No que diz respeito ao temperamento infantil, a média geral das subescalas do CBQ para as 150 crianças foi 5,59 (DP = 0,72) em controle com esforço, 4,98 (DP = 0,89) em afeto negativo e 4,72 (DP = 0,74) em extroversão. Dado que a escala de respostas do CBQ varia de 1 a 7, a média do fator controle com esforço se mostrou particularmente alta na amostra investigada. A Tabela 1 apresenta as médias dos fatores do temperamento em função do sexo da criança, bem como as diferenças entre médias para meninas e meninos, segundo as respostas de mães e pais ao CBQ.

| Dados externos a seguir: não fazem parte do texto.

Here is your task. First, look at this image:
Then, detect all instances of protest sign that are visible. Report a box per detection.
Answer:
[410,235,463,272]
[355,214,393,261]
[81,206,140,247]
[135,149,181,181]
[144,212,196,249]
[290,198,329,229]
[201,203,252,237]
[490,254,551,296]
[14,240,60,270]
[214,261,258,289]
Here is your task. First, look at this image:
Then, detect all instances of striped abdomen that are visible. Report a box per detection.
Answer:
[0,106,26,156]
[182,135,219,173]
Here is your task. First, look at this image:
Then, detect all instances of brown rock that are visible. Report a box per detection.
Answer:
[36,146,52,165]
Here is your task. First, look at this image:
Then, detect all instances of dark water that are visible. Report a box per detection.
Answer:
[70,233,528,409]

De acordo com o teste t, as crianças do sexo feminino manifestaram significativamente mais afeto negativo do que as do sexo masculino. Não houve diferenças significativas, de acordo com o sexo, nos fatores controle com esforço e extroversão. Ademais, nas análises de correlação entre a idade e o temperamento das crianças, identificou-se correlação significativa apenas para o fator controle com esforço (r = 0,19; p < 0,05), sugerindo que quanto maior a idade da criança, mais controle com esforço ela apresenta.

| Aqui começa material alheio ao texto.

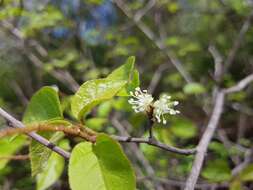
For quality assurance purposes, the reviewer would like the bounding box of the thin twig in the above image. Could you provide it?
[0,21,79,92]
[0,124,96,143]
[112,136,196,155]
[208,45,223,82]
[185,74,253,190]
[0,108,70,159]
[224,11,253,72]
[134,0,156,22]
[137,176,229,189]
[0,154,30,160]
[113,0,192,83]
[112,117,164,190]
[185,91,224,190]
[224,74,253,94]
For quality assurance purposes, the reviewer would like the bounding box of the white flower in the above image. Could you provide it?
[154,95,180,124]
[128,87,154,113]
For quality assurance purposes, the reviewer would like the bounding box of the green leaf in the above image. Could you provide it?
[107,56,140,96]
[23,87,63,176]
[71,79,126,120]
[170,118,197,139]
[201,159,231,182]
[23,87,63,124]
[69,134,136,190]
[85,117,108,131]
[229,179,243,190]
[208,141,229,159]
[37,142,64,190]
[183,82,206,94]
[0,136,26,170]
[240,164,253,181]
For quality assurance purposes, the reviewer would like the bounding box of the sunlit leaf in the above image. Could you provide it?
[107,56,140,96]
[69,135,136,190]
[71,79,126,120]
[23,87,62,176]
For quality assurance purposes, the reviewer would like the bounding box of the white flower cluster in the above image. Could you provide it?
[128,87,180,124]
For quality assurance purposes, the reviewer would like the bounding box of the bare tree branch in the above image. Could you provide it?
[0,154,29,160]
[134,0,156,22]
[113,0,192,83]
[208,45,223,82]
[185,91,225,190]
[224,11,253,72]
[112,136,196,155]
[0,108,70,159]
[185,74,253,190]
[224,74,253,94]
[0,21,79,92]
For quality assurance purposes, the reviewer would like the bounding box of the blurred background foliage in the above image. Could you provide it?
[0,0,253,190]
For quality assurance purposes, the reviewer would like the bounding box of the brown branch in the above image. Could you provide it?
[0,124,96,143]
[0,21,79,92]
[185,74,253,190]
[0,154,30,160]
[224,11,253,72]
[113,0,192,83]
[224,74,253,94]
[112,136,196,155]
[0,108,70,159]
[185,91,225,190]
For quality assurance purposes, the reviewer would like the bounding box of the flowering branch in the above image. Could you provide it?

Com relação ao envolvimento parental, agrupando-se todas as dimensões do QEP e sem diferenciar mãe e pai, obteve-se média geral de 4,06 (DP = 0,47), em uma escala de respostas que varia de 1 a 5 pontos. As médias por dimensões foram as seguintes: 4,57 (DP = 0,49) em suporte emocional; 4,37 (DP = 0,62) em disciplina; 4,17 (DP = 0,74) em evocações; 4,10 (DP = 0,86) em cuidados básicos; 3,52 (DP = 0,71) em tarefas de casa; 3,51 (DP = 0,65) em abertura ao mundo; e, 3,21 (DP = 0,80) em jogos físicos. As análises não revelaram diferenças significativas no envolvimento parental com filhos biológicos e não biológicos. Na Tabela 2, é possível verificar as médias do envolvimento materno e paterno, bem como as diferenças entre as médias obtidas para a mãe e o pai, segundo as respostas ao QEP.
Quanto ao envolvimento parental, o teste t revelou diferenças significativas entre a mãe e o pai em todas as dimensões do QEP, bem como no escore total do instrumento. Assim, a mãe se mostrou significativamente mais envolvida, em comparação ao pai, de forma geral e também em todas as dimensões, exceto em jogos físicos, na qual o pai esteve significativamente mais envolvido. Nas análises de correlação entre a idade das crianças e o envolvimento parental, constatou-se correlação significativa para os cuidados básicos reportados pela mãe (r = -0,24; p < 0,05) e pelo pai (r = -0,20; p < 0,05), bem como para o escore total de envolvimento (QEP geral), com base nas respostas paternas (r = -0,18; p < 0,05). Portanto, quanto maior a idade da criança, menor o envolvimento em cuidados básicos, prestados tanto pela mãe quanto pelo pai, e menor o envolvimento geral do pai.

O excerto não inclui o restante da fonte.